И, когда Лука рассказал, он, подумав, спокойно заметил:
— Пожалуй, это я и был… О ту пору судили меня судом.
— За что?
— За кражу. Оправдан был.
— Напрасно, значит, судили?..
— Судят не напрасно, а чтобы узнать правду…
— Всё-таки обидно, поди?
— Чего — обидно?
— В остроге, чать, сидел?.. Конвой…
— Какая ж тут обида? Это всё равно: в остроге, на пароходе — везде люди, одни да всё те же…
Рябой говорил дружелюбно, но в голосе его звучали привычные Луке начальнические ноты, внушая почтение к этому плотному и крепкому человеку. Стоять в темноте рядом с ним было спокойно, и хотя слова его были необычны, малопонятны и похожи на балагурство, но и в них звучало что-то крепкое, приятное и нужное Луке в эту минуту.
Поговорили ещё немножко о том, о сём, и Лука вежливо спросил:
— Вы чем же занимаетесь?
— Я? А вот — кражами и занимаюсь.
— Ну-у? — смущённо протянул солдат, не поняв — испугало или только удивило его это признание.
Рябой выговорил свои слова так просто, точно занятие кражами он считал таким же законным ремеслом, как ремесло маляра или слесаря. Его деревянное лицо было неподвижно, пустые глаза упрямо, не мигая, смотрели в машину.
Помолчав, Лука спросил, смущённо улыбаясь:
— А боязно это?
— Попробуй — узнаешь, — предложил рябой.
— Мне нельзя!
— Отчего?
— Я — солдат.
— А разве солдаты не крадут?
Лука вспомнил, как он таскал у поручика папиросы, ошаривал карманы пьяного Слепухина, как воровал у Галки чай и сахар и вообще не стеснялся брать чужое, — он пугливо сморщил лицо, и ему захотелось уйти прочь от этого человека, но рябой добродушно сказал, позевнув:
— Ты меня не бойся, ведь у тебя украсть мне нечего, верно?
— Да, — вздохнул Лука.
— Ну вот! А у монаха — есть халтура, а?
— У него — есть!
— Однако — монаху деньги иметь не полагается! В карты играть — тоже! Верно?
— Верно, — сказал солдат. — Как он обязан служить богу…
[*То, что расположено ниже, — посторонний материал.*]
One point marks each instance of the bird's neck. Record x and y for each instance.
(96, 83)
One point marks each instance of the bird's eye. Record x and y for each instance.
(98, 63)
— То-то вот! Ты видел — много у него денег-то?
— Кошелёк толстый.
— Кошелёк?
— Бумажник эдакой…
Кто-то спешно пробежал по палубе, заскрипела железная дверь в колесо, его глухие удары стали слышнее, пароход наполнился влажным шумом и кипением воды. Пыхтела машина, палуба под ногами дрожала, и эта дрожь непрерывно беспокойно отдавалась в груди.
Рябой говорил солидно, не глядя на Луку и позволяя ему рассматривать своё странное лицо, — солдату казалось, что слова его становятся всё более разумны и понятны.
— И всё на свете — божье, а не твоё-моё. Ты со мной поделись, я тебя не хуже; а не поделишься — сам возьму! Вот и кража будет. Понял?
И Лука почти не удивился, когда рябой товарищески предложил ему:
— Ты поди-ка вытащи деньги-то у монаха; десятку мне дашь, за совет, за науку, а всё — тебе! И поправишься добром…
Слово — добром — заставило Луку улыбнуться, он отрицательно покачал головою:
— Я этого не могу, не суметь мне. Добром! Чудак ты…
— Сначала человек ничего не умеет, даже ест плохо, хуже котёнка, — сказал рябой внушительно, подталкивая Луку локтем в бок.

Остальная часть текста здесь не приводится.